どうも、初コロナに罹ったPunisher田中です....めちゃしんどい...マジでしんどい...ということで(無理矢理すぎる場面転換)

今作、個人的にはかなり好きな作品だった。
しかし怪獣映画はマジで難しいね...
モンスター・バースを観れば痛いほど知ることが出来るのだが、キャラクター達(人間)のドラマを怪獣に沿って興味深く展開していかなければならない所とその塩梅がかなり出来に関わってくるからだ。
しかし、今作は特攻兵として死にそびれた主人公にゴジラ同様ガッチリ心を掴まれ、登場人物達のドラマと展開の進行、ゴジラの侵攻がかなり自然に噛み合わさっていたのが特に良い。

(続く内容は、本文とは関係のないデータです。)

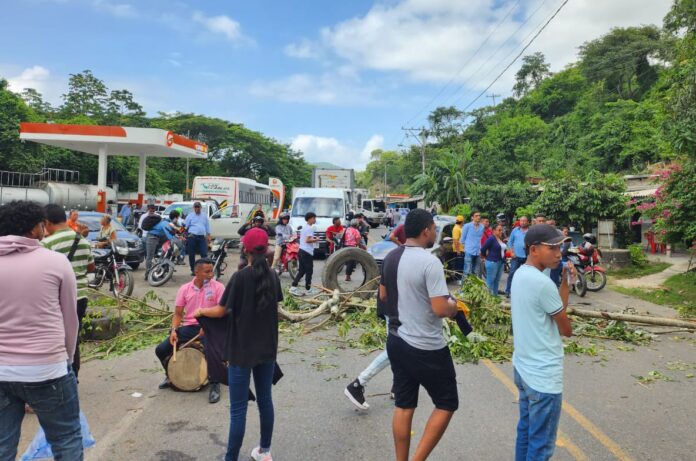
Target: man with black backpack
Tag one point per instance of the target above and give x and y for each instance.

今作は、守護神、怪獣王としてのゴジラではなく、人類に汲みする破壊神としてのゴジラを「シン・ゴジラ」同様に描いているも、時代をオリジナルに近しい戦後直後にしたことで、その時代に起き得る苦悩やその時代だからこそ出来る対抗策、テクノロジーによってかなり差別化を図れていた点にリスペクトを評したい。
70周年だからこそ、オリジナルとほぼ同じ土俵で、でも決してオリジナルのリメイク・リスペクトだけでは済ませない、新たなゴジラを見事に表現しきっていて本当に素晴らしかった。

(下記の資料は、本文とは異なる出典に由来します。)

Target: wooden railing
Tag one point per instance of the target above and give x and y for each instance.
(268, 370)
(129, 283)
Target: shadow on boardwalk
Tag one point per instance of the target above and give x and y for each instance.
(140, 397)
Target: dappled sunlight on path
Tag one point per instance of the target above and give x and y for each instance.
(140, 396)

今作ゴジラは顔が怖くいままでのゴジラにはないガタイのイカつさがあり、その姿は「戦争の後遺症」や「戦争」そのものを思わせる畏怖を感じるものがあった。
そのゴジラと相対する、戦争とゴジラによってあらゆるものを失った敷島の対立構図がシンプルながらもドラマをより重厚に仕上げている。
ゴジラに対してちっぽけな人間達が命の火花を散らして、再度戦争を仕掛けるその様の描き方が実に良い、やはりリヴェンジェンスと絶望へと一縷の望みに懸けて争う人類を描いた作品は最高だということを改めて感じた。
あのメインテーマと戦艦・ゴジラの相まった画面を生涯忘れることはないかと思う。
これだけ絶賛した後に言うのもあれだが、同時に余りにも説明的すぎるセリフと逆に説明が一切無さすぎる箇所のバランスがガタガタなのとオマージュ元がわかる他作品シリーズのオマージュシーンが白けた部分だった、惜しい...

一部でも云われているご都合主義展開はぶっちゃけ許せるくらいには楽しませてもらったので個人的には無問題。
エンタメとしてはかなり高いクオリティの作品となっているので是非。